Norberto Roldan’s Faith on the Periphery dramatically amplifies the complexity of Filipino spiritual life. The three parts of the installation compromise a layered model of faith practices. At the very center rests a table on which objects of a sorcerer’s rituals are strewn. Dried seahorses, herbs for regulating menstruation, bottled charms and the tools of contemplation, cigarillos and gin, are set out for the rites of healing through faith and sorcery. The practical components of magic laid out for use allow viewers to enter that world as if it was theirs. The immediacy of the work demystifies the albularyo’s practices and mirrors the everyday concerns which cause people to seek them out.

Defying the accessibility of the table are the seven medicine men/seven archangels situated behind it. Lit with flickering lights, they acquire a halo-like glow. The figures convey an eerie presence heightened by the recognition that they are actual charms. This they are invested with a charged authenticity.

Yet at the same time their function here is far from their original use.

They are exhibited in a zone of high culture, the Lopez Museum and Library. Removed from functioning as spiritual objects,here they symbolize indigenous spiritual practices as a whole. Powered by electricity and elevated on platforms, they operate as performative display. As much as the Sorcerer’s Table invites engagement, these medicine men/archangels impose distance.

Nona Garcia’s work, on the other hand engages with physical absence. Through found objects, paintings, film and x-rays, she raises the questions about the limits of perception and the relationships between appearance and reality. Fundamental to her work is the recognition that there is knowable reality.

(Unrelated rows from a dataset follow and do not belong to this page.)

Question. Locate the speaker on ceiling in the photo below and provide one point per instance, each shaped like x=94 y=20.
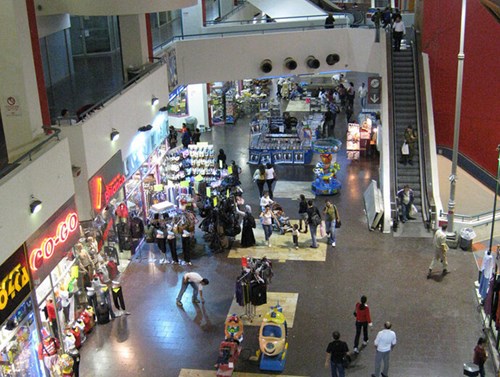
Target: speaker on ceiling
x=332 y=59
x=290 y=64
x=266 y=66
x=312 y=62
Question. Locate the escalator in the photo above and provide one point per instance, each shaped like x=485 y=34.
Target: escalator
x=407 y=110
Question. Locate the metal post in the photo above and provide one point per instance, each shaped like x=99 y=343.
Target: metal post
x=458 y=105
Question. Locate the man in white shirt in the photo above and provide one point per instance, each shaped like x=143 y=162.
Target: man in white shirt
x=384 y=343
x=196 y=281
x=362 y=92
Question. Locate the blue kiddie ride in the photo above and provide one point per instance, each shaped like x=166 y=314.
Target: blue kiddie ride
x=273 y=340
x=326 y=182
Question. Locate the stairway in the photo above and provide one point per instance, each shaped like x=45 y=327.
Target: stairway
x=405 y=110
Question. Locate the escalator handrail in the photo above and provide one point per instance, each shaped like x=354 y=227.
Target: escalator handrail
x=428 y=202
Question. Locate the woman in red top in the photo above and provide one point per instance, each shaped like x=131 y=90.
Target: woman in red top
x=363 y=319
x=480 y=355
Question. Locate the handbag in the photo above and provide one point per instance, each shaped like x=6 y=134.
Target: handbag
x=405 y=149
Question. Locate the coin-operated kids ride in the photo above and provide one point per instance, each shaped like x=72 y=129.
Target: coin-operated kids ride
x=326 y=182
x=230 y=348
x=273 y=340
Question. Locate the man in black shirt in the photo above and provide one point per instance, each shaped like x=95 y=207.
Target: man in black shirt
x=335 y=354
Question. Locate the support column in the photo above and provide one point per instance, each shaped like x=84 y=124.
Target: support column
x=23 y=97
x=134 y=31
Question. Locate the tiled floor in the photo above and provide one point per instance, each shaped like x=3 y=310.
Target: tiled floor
x=436 y=320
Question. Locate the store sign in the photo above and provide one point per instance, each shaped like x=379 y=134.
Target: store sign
x=106 y=182
x=15 y=283
x=53 y=240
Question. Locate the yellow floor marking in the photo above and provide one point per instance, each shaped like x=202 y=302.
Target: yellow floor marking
x=287 y=300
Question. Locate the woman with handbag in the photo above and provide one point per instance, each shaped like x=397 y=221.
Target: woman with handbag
x=332 y=220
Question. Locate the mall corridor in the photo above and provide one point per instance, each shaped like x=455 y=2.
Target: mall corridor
x=436 y=320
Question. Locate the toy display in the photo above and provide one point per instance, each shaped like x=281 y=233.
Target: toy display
x=326 y=182
x=230 y=349
x=273 y=340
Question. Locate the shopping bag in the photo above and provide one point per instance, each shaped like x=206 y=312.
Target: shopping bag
x=413 y=211
x=322 y=230
x=405 y=149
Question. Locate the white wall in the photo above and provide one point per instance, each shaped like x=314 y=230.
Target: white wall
x=239 y=57
x=47 y=25
x=108 y=7
x=48 y=177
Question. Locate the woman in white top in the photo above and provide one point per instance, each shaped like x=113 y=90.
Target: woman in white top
x=265 y=200
x=270 y=178
x=266 y=218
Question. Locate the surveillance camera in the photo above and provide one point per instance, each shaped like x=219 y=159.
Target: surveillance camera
x=76 y=170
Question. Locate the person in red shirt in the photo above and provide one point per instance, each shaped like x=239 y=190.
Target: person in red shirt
x=480 y=355
x=363 y=320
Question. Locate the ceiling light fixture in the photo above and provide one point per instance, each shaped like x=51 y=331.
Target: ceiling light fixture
x=35 y=205
x=114 y=135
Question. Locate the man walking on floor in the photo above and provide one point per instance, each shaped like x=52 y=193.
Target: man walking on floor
x=196 y=281
x=440 y=251
x=384 y=343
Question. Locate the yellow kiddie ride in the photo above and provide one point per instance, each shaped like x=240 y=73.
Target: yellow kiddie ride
x=273 y=340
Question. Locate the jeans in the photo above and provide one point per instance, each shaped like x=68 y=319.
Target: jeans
x=360 y=325
x=313 y=228
x=330 y=228
x=184 y=287
x=268 y=231
x=337 y=369
x=379 y=356
x=405 y=211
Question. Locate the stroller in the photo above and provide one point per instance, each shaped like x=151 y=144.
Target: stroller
x=281 y=221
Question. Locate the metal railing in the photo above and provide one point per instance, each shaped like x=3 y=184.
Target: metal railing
x=29 y=154
x=148 y=69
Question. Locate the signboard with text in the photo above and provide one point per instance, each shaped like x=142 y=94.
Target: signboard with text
x=106 y=182
x=15 y=283
x=374 y=90
x=51 y=242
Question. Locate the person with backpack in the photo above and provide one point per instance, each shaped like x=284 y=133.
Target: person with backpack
x=314 y=220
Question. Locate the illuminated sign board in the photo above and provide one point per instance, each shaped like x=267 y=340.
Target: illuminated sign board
x=15 y=283
x=53 y=240
x=106 y=182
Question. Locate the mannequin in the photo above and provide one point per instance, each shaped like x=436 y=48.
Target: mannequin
x=172 y=244
x=486 y=274
x=186 y=246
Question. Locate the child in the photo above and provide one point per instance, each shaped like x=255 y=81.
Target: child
x=295 y=235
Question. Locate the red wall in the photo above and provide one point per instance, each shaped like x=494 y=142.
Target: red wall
x=480 y=116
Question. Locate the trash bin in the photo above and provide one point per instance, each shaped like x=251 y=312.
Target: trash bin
x=471 y=370
x=466 y=237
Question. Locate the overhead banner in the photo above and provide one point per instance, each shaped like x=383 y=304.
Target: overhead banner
x=49 y=244
x=15 y=283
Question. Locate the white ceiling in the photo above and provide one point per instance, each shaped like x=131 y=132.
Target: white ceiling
x=287 y=8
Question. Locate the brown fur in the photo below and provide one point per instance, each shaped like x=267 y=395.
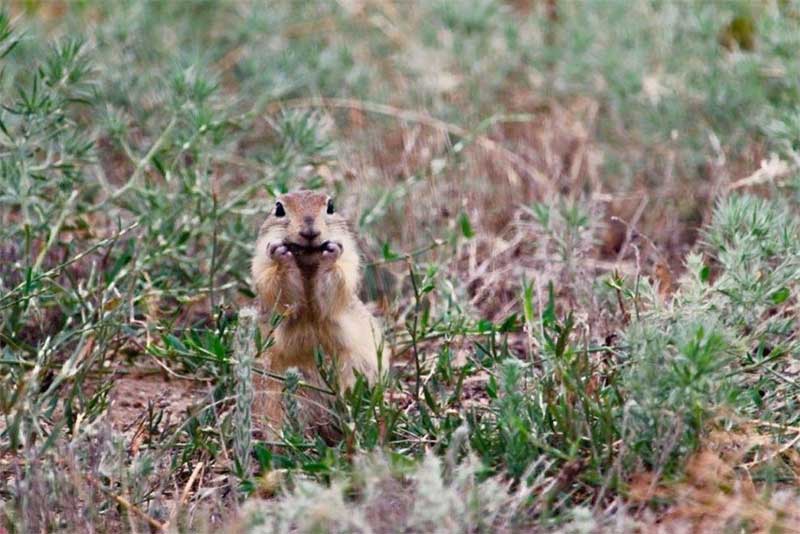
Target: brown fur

In interviews, Garcia often mentions that her paintings of wrapped objects may or may not contain the objects revealed in adjoining x-ray photographs. The implied narrative created by juxtaposing x-ray and image is insufficient for Garcia. Uncertainty lies in the fact that the identity of the object cannot be objectively proved. Her work reveals the process of the painting to be as illusionary as the manipulation of a photograph. By so doing, her work suggests that it is the artists manipulation of perception that defies knowability.

Her use of maps and x-rays mark places in space andbodies, identifying presence in traceable locations. These forms of recording assert the knowbility of the world in symbolic ways even as her paintings undermine that certainty.

Amplifying the ephemerality of the recordable world is her video projected on an empty operating table. Recording the rituals of unfolding cloth before surgery, the image has no apparent physical presence. Its significance lies in the solemnity of the task and the soothing quality of repetition. An endless loop of advance preparations is revealed. As with her paintings of wrapped objects, confirmation is denied. Only the implications remain and so questions of whether ot not one is watching an actual preparation or only a reenactment persist.

These two explorations of Roldan and Garcia of the world exemplify diverse ways of perceiving and understanding the world, ways shaped by history and in ways uniquely theirs. This is how the three are perceiver

From Tracing Faith and Fact by Laura Fan, part of the Rx Critical Remedies catalogue.